Is there ANY other methods than actual credit cards that works ?
I'm 18 years old and hence unable to obtain a normal credit card...I'm looking for any other way to make the transaction.

Thank you,
Xeus.


----------



## theterminator (May 18, 2013)

Visiting *wallet.google.com made me clear that it accepts Visa debit cards. Have you visited this?


----------



## xeus (May 20, 2013)

I'm saying it's not accepting my VISA cards..which are fully functional.

See my other threads , I've written my whole problem.

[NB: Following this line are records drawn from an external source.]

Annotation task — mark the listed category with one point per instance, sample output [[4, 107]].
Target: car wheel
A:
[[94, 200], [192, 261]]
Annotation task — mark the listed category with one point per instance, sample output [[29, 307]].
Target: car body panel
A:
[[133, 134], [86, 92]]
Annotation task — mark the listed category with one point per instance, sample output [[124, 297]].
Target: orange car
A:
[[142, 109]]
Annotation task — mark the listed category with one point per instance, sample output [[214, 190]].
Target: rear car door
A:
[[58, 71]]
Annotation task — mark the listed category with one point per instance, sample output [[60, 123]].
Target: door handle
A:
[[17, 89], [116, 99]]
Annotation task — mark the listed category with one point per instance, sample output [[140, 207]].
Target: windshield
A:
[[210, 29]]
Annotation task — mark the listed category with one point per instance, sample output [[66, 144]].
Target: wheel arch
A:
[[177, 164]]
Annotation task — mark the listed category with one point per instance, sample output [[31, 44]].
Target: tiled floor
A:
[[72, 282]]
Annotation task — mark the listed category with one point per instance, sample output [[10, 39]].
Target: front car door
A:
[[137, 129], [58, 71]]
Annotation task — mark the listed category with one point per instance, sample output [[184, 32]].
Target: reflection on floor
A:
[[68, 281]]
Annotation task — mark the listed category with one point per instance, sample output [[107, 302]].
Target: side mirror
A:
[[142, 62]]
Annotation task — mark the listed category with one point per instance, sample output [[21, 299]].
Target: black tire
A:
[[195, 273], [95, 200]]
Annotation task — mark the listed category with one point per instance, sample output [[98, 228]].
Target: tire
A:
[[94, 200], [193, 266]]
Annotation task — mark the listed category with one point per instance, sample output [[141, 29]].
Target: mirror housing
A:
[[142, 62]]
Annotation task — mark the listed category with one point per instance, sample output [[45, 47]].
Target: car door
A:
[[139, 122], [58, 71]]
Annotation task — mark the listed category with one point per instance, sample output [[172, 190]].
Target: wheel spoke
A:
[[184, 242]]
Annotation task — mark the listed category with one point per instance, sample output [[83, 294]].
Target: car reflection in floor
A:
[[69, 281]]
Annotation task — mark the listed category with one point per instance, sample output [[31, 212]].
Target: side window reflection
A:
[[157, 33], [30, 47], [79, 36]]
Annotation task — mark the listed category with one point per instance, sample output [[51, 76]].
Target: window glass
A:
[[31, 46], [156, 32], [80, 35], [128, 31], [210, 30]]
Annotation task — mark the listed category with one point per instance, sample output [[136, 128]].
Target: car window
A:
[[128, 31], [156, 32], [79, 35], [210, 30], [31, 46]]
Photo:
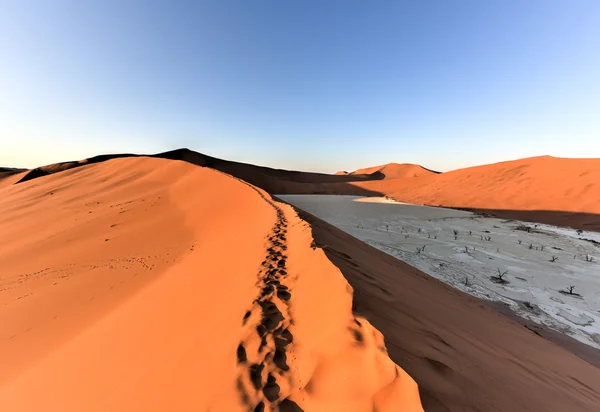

I need to know whether the any of the above mentioned payment methods have worked for anyone or not ?


----------



## xeus (May 22, 2013)

Nobody has any clue ??
Seriously ?
This is not exactly a small problem ...


----------



## rhitwick (May 22, 2013)

Are bhai (Hey bro)...why not inquire with Google Wallet itself. They developed it and they would be the best person to clear your doubts. Just drop a mail to 'em with your doubts, I'm sure they would get back yo you.


----------



## xeus (May 22, 2013)

i tried asking google wallet...
all the help the've given me is tha
"it should work"

i emailed them for a month ...and they have no solution....
the problem is with indian banks...

i just need to know which payment method than credit card working...

i can get a prepaid credit card...
im18...

but will it work?


----------



## RCuber (May 22, 2013)

EntroPay works with Google Play store.


----------



## xeus (May 23, 2013)

RCuber said:


> EntroPay works with Google Play store.



Sorry uhh...

Are you absolutely sure ?
I'd eventually want to create a merchant account, so the method I once found from google ....gives the earnings to entropay ...

Hence...
Are you absolutely sure ?


----------



## Desmond (May 23, 2013)

AFAIK, Google Wallet does not support debit cards. I couldn't do anything till I got my Visa Credit Card from Citibank.


----------



## RCuber (May 23, 2013)

xeus said:


> Sorry uhh...
> 
> Are you absolutely sure ?
> I'd eventually want to create a merchant account, so the method I once found from google ....gives the earnings to entropay ...
> ...



I am currently using EntroPay Card in Play Store. works fine. but I use it to only purchase apps, so cannot answer your other question.


----------



## xeus (May 24, 2013)

Okay...umm

Anybody else got anything ?


----------